Flies hovered in clumps and swam before my eyes. Somewhere a pheasant screamed. Fifteen years. I’d had no word from Josef in fifteen years. No word from him, hardly a word about him. And now this. All those long years of nothing, of not knowing. I put the note away in my pocket and went back to find Chloé.

Sooner or later I would need to say something to Marie-Claude, I owed her that much. And I needed to confront the pile of letters lying on my kitchen table, this sudden recall to a place I had tried, with meticulous care, to leave far behind.

Inside, the first customers were already propped up at the bar. With Chloé’s help, Marie-Claude was attempting to mop the floor. I sat down at one of the small round tables.

‘Do you have a cigarette?’ I asked.

Marie-Claude left Chloé with the mop and went over to the bar. She found a packet of Gauloises and came back, handing one to me and lighting one for herself. I hadn’t smoked for two years, since before Chloé’s advent, but the lingering smells here – coffee, spilt wine, Balkan tobacco, always dragged at my resolve. Marie-Claude sat down opposite, rolling the tip of her cigarette round in the ashtray.

I took a deep breath. ‘You’ve been very good to me, to us both.’

Marie-Claude looked up, alarmed. ‘You’re not thinking of leaving are you?’

‘I don’t think so, no. But I’ve had a letter. It’s about my brother.’

Marie-Claude drew on her cigarette, waiting.

‘I lost him, a long time ago when I was thirteen. He went away and now…’

‘He’s come back?’

‘Not exactly. I wrote to him, when he first left. Many times, for years. He never wrote back – not once, in all that time. It didn’t matter somehow, I just needed to write. After a while I stopped expecting anything and then one day I just stopped altogether. Stopped writing and got on with my life. Only by then it was all such a mess.’

‘So why did he leave?’

‘I don’t know. I really don’t. I’ve never been told. Not the truth anyway. There were rumours, at the time, but nothing was explained to me. And then it all got complicated.’

Marie-Claude put out her cigarette and went to retrieve Chloé, who was disappearing through the doorway with the mop. ‘And now?’ she said, ‘What will you do?’

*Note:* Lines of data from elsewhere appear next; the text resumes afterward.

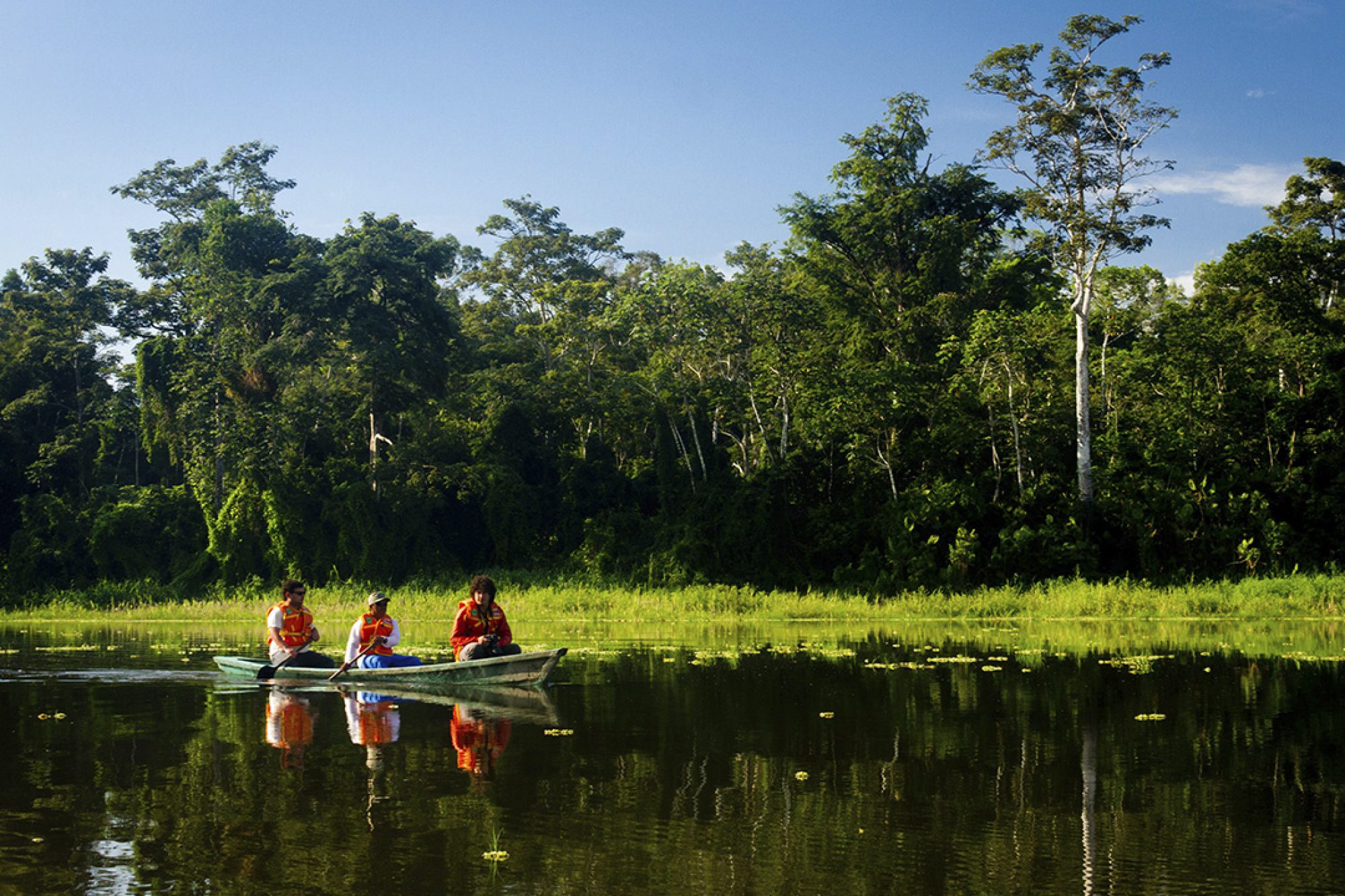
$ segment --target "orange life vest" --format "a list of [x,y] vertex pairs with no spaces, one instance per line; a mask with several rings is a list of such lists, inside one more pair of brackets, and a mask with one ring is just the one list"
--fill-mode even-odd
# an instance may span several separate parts
[[[375,638],[387,638],[393,634],[393,618],[383,616],[382,619],[374,619],[374,613],[364,613],[359,620],[359,648],[363,651],[369,647],[369,642]],[[391,657],[393,648],[387,644],[379,644],[369,651],[377,657]]]
[[[280,640],[285,647],[300,647],[308,643],[308,632],[313,630],[313,615],[304,608],[295,609],[286,601],[280,601],[272,609],[280,609]],[[270,613],[268,613],[269,616]],[[274,640],[266,631],[266,643]]]

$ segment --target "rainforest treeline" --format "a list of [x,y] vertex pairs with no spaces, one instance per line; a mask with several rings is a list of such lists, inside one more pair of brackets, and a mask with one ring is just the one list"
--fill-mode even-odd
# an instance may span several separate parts
[[[47,250],[0,292],[8,600],[483,566],[874,595],[1345,558],[1345,165],[1196,273],[1110,266],[1075,486],[1068,276],[924,101],[846,136],[791,237],[724,265],[529,196],[475,248],[299,233],[274,147],[113,187],[141,285]],[[17,261],[17,260],[16,260]],[[133,363],[128,358],[133,357]]]

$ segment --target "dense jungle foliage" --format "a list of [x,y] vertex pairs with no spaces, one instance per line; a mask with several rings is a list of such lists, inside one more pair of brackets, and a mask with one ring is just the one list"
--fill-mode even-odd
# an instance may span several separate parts
[[[900,96],[724,269],[506,200],[477,249],[330,238],[274,147],[114,192],[144,277],[47,250],[0,292],[9,599],[98,580],[480,566],[885,593],[1328,568],[1345,531],[1345,165],[1201,266],[1098,272],[1095,499],[1071,276],[1021,192],[937,168]],[[1142,241],[1135,241],[1135,246]],[[133,351],[134,363],[125,365]]]

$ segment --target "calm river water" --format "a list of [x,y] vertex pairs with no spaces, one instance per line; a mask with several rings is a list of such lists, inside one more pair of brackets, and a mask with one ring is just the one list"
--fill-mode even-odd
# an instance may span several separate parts
[[0,626],[0,893],[1345,891],[1334,631],[572,635],[413,698]]

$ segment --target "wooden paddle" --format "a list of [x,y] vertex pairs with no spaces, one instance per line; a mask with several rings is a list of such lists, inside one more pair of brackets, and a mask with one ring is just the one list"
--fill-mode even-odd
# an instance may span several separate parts
[[338,669],[336,671],[334,671],[331,674],[331,678],[328,678],[327,681],[336,681],[336,675],[342,674],[347,669],[350,669],[351,666],[354,666],[355,663],[358,663],[360,657],[363,657],[364,654],[367,654],[369,651],[371,651],[377,646],[378,646],[378,639],[374,638],[371,642],[369,642],[369,647],[366,647],[364,650],[362,650],[358,654],[355,654],[354,659],[348,659],[348,661],[343,662],[340,665],[340,669]]

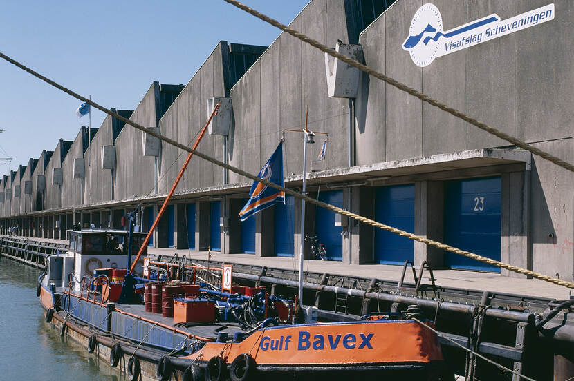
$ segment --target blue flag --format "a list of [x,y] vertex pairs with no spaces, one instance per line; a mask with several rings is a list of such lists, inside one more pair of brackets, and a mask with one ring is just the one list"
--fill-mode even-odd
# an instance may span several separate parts
[[319,152],[319,156],[317,157],[317,159],[319,159],[320,160],[322,160],[323,159],[324,159],[325,158],[325,154],[326,153],[327,153],[327,141],[326,141],[326,139],[325,139],[325,141],[323,141],[323,145],[321,146],[321,150]]
[[86,103],[83,103],[80,105],[80,107],[77,108],[76,110],[76,114],[77,114],[78,117],[82,117],[84,115],[88,114],[90,112],[90,105]]
[[[285,186],[283,181],[283,141],[279,144],[275,152],[263,166],[257,177]],[[285,203],[285,192],[279,191],[259,182],[253,182],[251,190],[249,191],[249,201],[239,212],[239,219],[245,221],[259,211],[268,208],[276,202]]]

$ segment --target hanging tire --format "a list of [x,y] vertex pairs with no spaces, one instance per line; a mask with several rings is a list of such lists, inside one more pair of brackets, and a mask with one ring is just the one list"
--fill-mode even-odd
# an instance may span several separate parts
[[59,329],[59,337],[63,338],[64,335],[66,335],[66,329],[68,328],[68,326],[66,325],[66,323],[62,323],[62,327]]
[[205,368],[205,381],[224,381],[227,378],[228,364],[223,358],[214,357]]
[[95,346],[98,344],[98,336],[94,333],[88,339],[88,353],[93,353],[95,351]]
[[203,370],[196,364],[186,368],[182,376],[182,381],[202,381],[204,380]]
[[156,375],[158,376],[158,380],[160,381],[167,381],[172,375],[172,371],[173,367],[172,362],[169,361],[169,358],[163,356],[158,363],[158,369],[156,371]]
[[229,375],[232,381],[246,381],[252,379],[257,364],[255,360],[249,353],[239,355],[233,362],[229,369]]
[[115,368],[120,363],[120,360],[122,358],[122,346],[115,343],[111,347],[110,351],[110,367]]
[[127,377],[129,381],[138,381],[140,375],[142,373],[142,365],[140,364],[140,359],[136,357],[131,357],[127,362]]
[[48,312],[46,313],[46,322],[49,323],[52,321],[52,317],[54,315],[54,309],[48,309]]

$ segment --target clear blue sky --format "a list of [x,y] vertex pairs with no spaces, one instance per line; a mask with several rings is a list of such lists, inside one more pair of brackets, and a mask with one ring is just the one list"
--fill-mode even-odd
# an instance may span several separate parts
[[[244,0],[288,23],[308,0]],[[279,30],[222,0],[4,1],[0,51],[107,107],[133,110],[153,81],[187,84],[220,40],[270,45]],[[0,59],[0,176],[73,140],[80,101]],[[103,113],[94,110],[91,126]],[[3,151],[6,151],[6,153]]]

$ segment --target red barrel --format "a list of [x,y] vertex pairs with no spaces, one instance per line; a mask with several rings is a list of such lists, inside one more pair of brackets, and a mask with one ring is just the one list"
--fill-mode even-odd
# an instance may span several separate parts
[[144,302],[145,302],[145,311],[151,312],[151,283],[147,282],[145,284]]
[[174,317],[174,295],[184,292],[183,286],[164,286],[161,293],[161,311],[164,318]]
[[124,282],[124,278],[127,274],[127,268],[114,268],[111,272],[112,282]]
[[163,283],[154,283],[151,285],[151,312],[161,313],[161,289]]
[[199,284],[187,284],[183,286],[184,292],[188,296],[199,296]]

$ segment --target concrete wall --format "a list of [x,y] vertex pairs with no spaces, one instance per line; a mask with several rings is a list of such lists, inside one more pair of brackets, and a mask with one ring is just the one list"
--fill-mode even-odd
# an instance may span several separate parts
[[[162,135],[190,146],[193,144],[197,133],[207,120],[207,99],[226,95],[223,61],[224,55],[228,54],[227,49],[227,43],[221,41],[167,109],[159,121]],[[206,135],[198,150],[223,161],[223,139],[222,136]],[[160,193],[169,190],[187,156],[187,153],[162,143]],[[195,157],[177,190],[212,186],[223,182],[222,168]]]
[[[158,92],[159,84],[154,82],[129,119],[146,127],[157,127],[156,99]],[[118,163],[115,198],[122,199],[133,195],[154,194],[155,159],[151,156],[143,156],[142,132],[127,126],[122,129],[115,144]],[[109,172],[106,170],[108,177]],[[136,173],[137,175],[134,175]],[[107,181],[109,182],[109,179]]]
[[[83,183],[85,179],[73,178],[74,159],[84,158],[84,145],[86,143],[87,129],[81,127],[80,131],[72,143],[68,155],[62,162],[62,170],[64,175],[64,184],[62,186],[62,207],[77,206],[83,204]],[[87,166],[87,163],[86,163]]]
[[[50,159],[52,158],[53,151],[44,150],[38,159],[38,163],[34,172],[32,173],[32,208],[33,211],[41,211],[44,208],[44,195],[46,189],[40,190],[38,189],[38,176],[46,176],[46,168]],[[46,188],[48,188],[48,183],[46,183]]]
[[60,139],[54,149],[50,162],[46,167],[46,195],[44,195],[46,209],[56,209],[62,205],[61,194],[63,190],[60,189],[60,186],[53,185],[53,177],[54,168],[62,168],[62,163],[67,155],[71,144],[72,141]]
[[85,204],[111,199],[111,170],[102,169],[102,147],[113,144],[111,119],[109,115],[106,117],[92,139],[89,151],[86,151]]
[[[344,1],[311,1],[290,26],[322,43],[335,46],[337,39],[348,40]],[[234,130],[230,138],[230,164],[257,173],[275,150],[286,128],[304,127],[308,106],[308,128],[326,132],[331,139],[326,158],[318,169],[346,166],[347,101],[326,94],[324,55],[282,33],[231,90]],[[324,137],[310,146],[307,168],[317,160]],[[302,168],[302,136],[285,135],[285,174]],[[246,181],[230,173],[230,182]]]

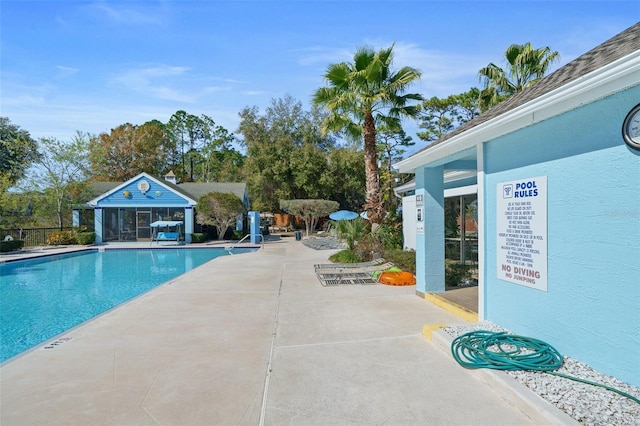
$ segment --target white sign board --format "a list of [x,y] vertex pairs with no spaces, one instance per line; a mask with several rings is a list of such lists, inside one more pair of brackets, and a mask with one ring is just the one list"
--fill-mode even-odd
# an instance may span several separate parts
[[547,291],[547,177],[499,183],[498,278]]
[[416,195],[416,233],[424,234],[424,201],[423,195]]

What indeed. I had made a good life here, with some sense of purpose. My job in the bar, the little two-roomed flat perched noisily upstairs, Chloé of course and these people who had taken me in and kept me afloat in the long sleepless weeks after she was born. The forest too, initially so sinister, had become my scenery of choice, another player in this piece I had constructed.

‘I’m not sure,’ I said, finishing my cigarette.

Marie-Claude sat down again and pulled Chloé onto her knee. ‘Well,’ she said, ‘if you need me, you know where I am.’

I stood up and hugged her briefly, touched as always by her kindness.

Later in the flat, I settled Chloé for a sleep and went back to
the kitchen. The letters still lay where I had dropped them. I circled the table warily, avoiding them, clearing the lunch, making a drink.

Why now? Why had this come back now? Had I imagined the past would never resurface – that it was all dealt with and laid to rest? It still followed me – had found a way in, even here. I swept all the letters onto the floor and kicked a chair, so that downstairs in the bar, they must have wondered what I was doing. Chloé stirred and called out. I went in and stroked her dark head until she slept again, turning onto her stomach with her bottom in the air.

In the kitchen the letters now lay scattered on the floor, random groups like stepping stones across the quarry tiles. Then another kitchen picked at the corner of my thoughts, the big breakfast kitchen at home, covered in red jelly after a party when my parents had left a dozen children unsupervised at tea time.

I could have gathered up the letters and hidden them all away in the cupboard, in the large not-to-be-opened box that had grown so accommodatingly over the past fifteen years. But I didn’t hide them, I sat down heavily on the floor and, leaning against the cooker, picked up an envelope and felt inside for my past.